Le 21 décembre, l’auteure de ces lignes se présente, accompagnant une trentenaire enceinte au planning familial de Douar Hicher pour une demande d’avortement. Dès notre arrivée, la concernée révèle qu’elle voudrait le faire sans l’accord de l’époux. «On ne peut te faire avorter. Laisse tomber madame», balance la dame à l’accueil sur un ton catégorique. En demandant son âge, elle s’est montrée encore plus ferme : «Tu as 35 ans, pourquoi avorter ? Tu risques de ne plus tomber enceinte. Garde-le», insiste-t-elle.

«Bien qu’enrobées dans un discours paternaliste, ces pratiques restent inadmissibles», tranche Salma Hajri. D’après la représentante du Groupe Tawhida Ben Cheikh, ce sont les femmes mariées qui sont les plus pénalisées par les prestataires. «Pour ces dernières, les femmes mariées n’ont pas de raisons valables pour avorter. On considère aussi que ces femmes sont fautives parce qu’elles n’ont pas pris un contraceptif. Elles n’acceptent pas l’idée que la contraception ne soit pas toujours possible et efficace».

Ces croyances se conjuguent avec un conservatisme patent touchant le personnel médical ces dernières décennies. «Le conservatisme religieux s’est installé bien avant l’arrivée d’Ennahdha au pouvoir. Mais il ne s’exprimait pas aussi franchement. Le discours brandi laissait entendre que l’IVG est un Haram (un péché) à éviter. Avec l’arrivée d’Ennahdha au pouvoir, c’est devenu un discours légitime et totalement assumé», souligne docteure Hajri.

Du “militantisme” à la prédication

La sous-directrice de l’ONFP admet l’ampleur de ce phénomène, notamment après la révolution. Elle affirme que son institution en a fait les frais. «Nous étions traités de tous les noms par les opposants à l’avortement», se souvient-elle. Elle avance que l’ONFP essaye d’y remédier en multipliant les formations visant la clarification des valeurs. «Les prestataires doivent dissocier leurs convictions personnelles de leurs devoirs professionnels. Si certains n’en sont pas capables, ils n’ont qu’à laisser leurs places à d’autres», ajoute notre interlocutrice.

Rencontrée au planning familial de Douar Hicher, Selma, 27 ans, célibataire, vient prendre le traitement abortif.

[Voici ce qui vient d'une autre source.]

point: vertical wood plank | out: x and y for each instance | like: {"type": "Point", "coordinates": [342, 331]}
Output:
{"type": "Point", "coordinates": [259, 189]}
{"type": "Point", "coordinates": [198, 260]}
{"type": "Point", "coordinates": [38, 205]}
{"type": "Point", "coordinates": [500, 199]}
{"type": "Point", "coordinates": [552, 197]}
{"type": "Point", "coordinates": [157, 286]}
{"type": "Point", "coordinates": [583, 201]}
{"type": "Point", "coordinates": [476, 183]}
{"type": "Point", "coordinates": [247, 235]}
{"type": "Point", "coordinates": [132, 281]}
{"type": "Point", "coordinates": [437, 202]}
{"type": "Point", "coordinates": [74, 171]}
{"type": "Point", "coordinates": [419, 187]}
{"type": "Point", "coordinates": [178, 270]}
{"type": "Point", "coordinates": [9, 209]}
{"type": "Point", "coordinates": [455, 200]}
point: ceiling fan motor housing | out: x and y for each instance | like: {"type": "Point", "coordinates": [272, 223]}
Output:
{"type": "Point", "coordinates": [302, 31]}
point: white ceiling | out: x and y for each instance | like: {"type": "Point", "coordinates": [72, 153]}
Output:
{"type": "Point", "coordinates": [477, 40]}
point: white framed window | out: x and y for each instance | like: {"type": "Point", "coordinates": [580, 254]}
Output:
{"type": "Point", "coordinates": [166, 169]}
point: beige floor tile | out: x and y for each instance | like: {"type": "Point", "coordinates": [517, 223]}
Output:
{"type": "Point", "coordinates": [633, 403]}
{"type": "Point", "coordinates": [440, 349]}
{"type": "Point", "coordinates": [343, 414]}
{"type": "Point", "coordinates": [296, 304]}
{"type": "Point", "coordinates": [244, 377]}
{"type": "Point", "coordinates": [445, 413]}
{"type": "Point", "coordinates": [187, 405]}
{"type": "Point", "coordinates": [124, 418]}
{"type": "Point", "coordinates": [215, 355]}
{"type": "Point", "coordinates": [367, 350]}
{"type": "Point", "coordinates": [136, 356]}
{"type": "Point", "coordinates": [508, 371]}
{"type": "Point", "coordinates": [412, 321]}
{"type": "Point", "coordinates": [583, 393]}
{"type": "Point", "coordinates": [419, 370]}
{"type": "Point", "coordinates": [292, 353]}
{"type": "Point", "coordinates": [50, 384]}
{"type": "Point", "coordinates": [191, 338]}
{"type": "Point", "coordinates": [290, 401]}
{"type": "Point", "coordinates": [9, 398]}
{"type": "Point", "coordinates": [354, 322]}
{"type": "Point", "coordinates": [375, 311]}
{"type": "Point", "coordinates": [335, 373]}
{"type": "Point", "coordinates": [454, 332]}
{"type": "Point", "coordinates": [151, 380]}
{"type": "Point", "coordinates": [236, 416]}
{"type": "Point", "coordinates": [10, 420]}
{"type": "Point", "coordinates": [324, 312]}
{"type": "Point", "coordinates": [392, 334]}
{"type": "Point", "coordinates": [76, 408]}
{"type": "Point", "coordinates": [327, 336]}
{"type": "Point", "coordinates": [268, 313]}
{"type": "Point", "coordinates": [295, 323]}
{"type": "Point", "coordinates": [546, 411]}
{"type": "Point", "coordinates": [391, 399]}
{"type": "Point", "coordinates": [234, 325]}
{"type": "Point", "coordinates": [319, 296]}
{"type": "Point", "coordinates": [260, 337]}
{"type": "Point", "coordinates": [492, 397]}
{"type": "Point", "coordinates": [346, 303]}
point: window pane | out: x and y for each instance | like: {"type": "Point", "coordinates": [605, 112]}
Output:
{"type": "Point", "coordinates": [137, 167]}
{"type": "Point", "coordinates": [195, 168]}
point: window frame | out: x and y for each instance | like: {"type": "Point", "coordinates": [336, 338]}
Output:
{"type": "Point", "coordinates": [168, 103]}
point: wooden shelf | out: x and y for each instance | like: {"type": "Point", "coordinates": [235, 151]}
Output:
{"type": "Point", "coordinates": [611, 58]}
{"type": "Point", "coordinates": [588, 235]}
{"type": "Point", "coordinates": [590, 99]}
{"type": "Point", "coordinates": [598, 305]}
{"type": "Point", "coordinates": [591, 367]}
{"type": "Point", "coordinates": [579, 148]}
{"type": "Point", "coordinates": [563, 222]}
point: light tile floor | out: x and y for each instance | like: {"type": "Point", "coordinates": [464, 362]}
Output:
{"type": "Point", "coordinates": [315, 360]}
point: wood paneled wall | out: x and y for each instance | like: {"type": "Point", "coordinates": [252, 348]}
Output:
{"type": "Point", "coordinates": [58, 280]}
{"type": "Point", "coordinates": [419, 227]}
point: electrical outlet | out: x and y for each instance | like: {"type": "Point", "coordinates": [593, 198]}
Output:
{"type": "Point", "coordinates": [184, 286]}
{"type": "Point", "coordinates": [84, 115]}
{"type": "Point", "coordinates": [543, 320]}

Consciente de ses droits, elle s’est dite tout de même embarrassée par les regards «inquisiteurs» de certains membres du personnel médical. «Leurs questions étaient intimidantes», raconte-t-elle.

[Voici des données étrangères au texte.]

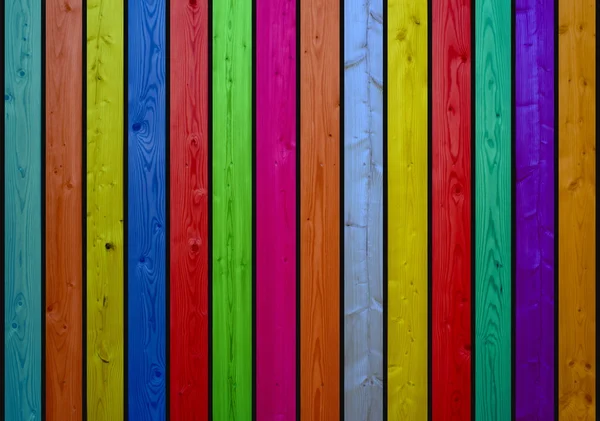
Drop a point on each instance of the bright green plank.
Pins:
(232, 210)
(493, 210)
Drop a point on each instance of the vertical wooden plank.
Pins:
(407, 214)
(534, 209)
(232, 210)
(105, 320)
(493, 210)
(23, 209)
(320, 209)
(451, 210)
(577, 275)
(276, 209)
(189, 192)
(363, 209)
(146, 185)
(64, 219)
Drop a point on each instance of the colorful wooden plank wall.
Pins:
(239, 259)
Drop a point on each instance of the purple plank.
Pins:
(535, 121)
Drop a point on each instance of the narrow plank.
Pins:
(451, 210)
(493, 210)
(146, 185)
(232, 210)
(22, 209)
(64, 219)
(534, 210)
(104, 269)
(189, 192)
(407, 214)
(320, 210)
(363, 210)
(276, 209)
(577, 275)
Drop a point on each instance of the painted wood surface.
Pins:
(232, 210)
(577, 210)
(22, 178)
(407, 210)
(451, 210)
(363, 210)
(534, 210)
(64, 217)
(320, 210)
(146, 185)
(276, 210)
(493, 180)
(105, 247)
(189, 192)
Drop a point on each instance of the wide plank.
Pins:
(189, 192)
(407, 210)
(451, 184)
(493, 178)
(577, 275)
(363, 210)
(23, 213)
(232, 210)
(64, 217)
(534, 210)
(105, 196)
(276, 217)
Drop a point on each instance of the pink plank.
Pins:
(276, 209)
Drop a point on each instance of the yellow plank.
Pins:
(105, 92)
(577, 210)
(407, 210)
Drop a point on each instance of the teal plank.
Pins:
(23, 210)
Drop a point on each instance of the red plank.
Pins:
(451, 210)
(189, 210)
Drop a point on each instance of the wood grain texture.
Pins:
(64, 218)
(105, 273)
(189, 192)
(232, 210)
(320, 210)
(146, 185)
(451, 210)
(363, 210)
(534, 210)
(407, 214)
(22, 210)
(493, 210)
(577, 275)
(276, 210)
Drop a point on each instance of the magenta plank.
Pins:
(276, 209)
(535, 121)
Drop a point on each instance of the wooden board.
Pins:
(493, 141)
(363, 210)
(64, 218)
(23, 211)
(407, 210)
(276, 210)
(451, 210)
(232, 210)
(105, 319)
(146, 184)
(189, 192)
(320, 210)
(534, 210)
(577, 210)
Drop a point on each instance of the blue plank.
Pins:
(146, 210)
(23, 210)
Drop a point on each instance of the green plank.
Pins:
(493, 210)
(23, 209)
(232, 210)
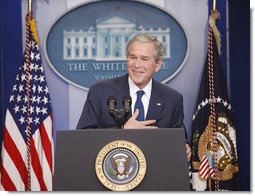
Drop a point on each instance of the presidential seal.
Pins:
(120, 165)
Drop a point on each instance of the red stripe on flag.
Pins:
(37, 166)
(15, 155)
(46, 143)
(6, 181)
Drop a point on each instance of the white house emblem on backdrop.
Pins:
(88, 43)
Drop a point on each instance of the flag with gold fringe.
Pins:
(214, 161)
(27, 156)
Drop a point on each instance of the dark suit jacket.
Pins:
(166, 104)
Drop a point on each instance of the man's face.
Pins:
(142, 63)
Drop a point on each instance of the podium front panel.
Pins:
(164, 150)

Pourtant, les femmes célibataires semblent généralement bénéficier de plus d’indulgence de la part des prestataires. Docteure Hajri de l’association Tawhida Ben Cheikh explique: «Elles savent qu’elles seraient probablement exclues de la société si elles poursuivaient leur grossesse». Néanmoins, la situation est pire dans les régions intérieures.

D’après elle, le revirement a eu lieu depuis les années 90. C’est une autre génération qui a émergé après. Elle n’a pas du tout la motivation de celles qui l’ont précédé. «Les premières générations du personnel de l’ONFP avaient un discours militant, qu’on qualifierait aujourd’hui de féministe. Depuis, la situation n’a cessé d’empirer», rappelle docteure Hajri. Un constat confirmé par Fatma Tmimi : «Des fois, je sors sidérée après ce que j’entends lors des sessions de formation. Le personnel n’est plus aussi motivé que nous l’étions».

Au niveau des décideurs au sommet de l’Etat, ils semblent dépourvus d’une politique publique sur cette question. En témoigne, les perturbations au niveau de la direction de l’ONFP. «Entre 2011 et 2018, il y a eu 6 à 8 PDG dont certains n’ont assumé leurs fonctions que durant trois mois. Tout ceci sur fond de conflits syndicaux à l’intérieur des administrations, et de règlements de compte avec le ministère». Depuis 2011, 17 ministres se sont relayés à la tête du ministère de la Santé.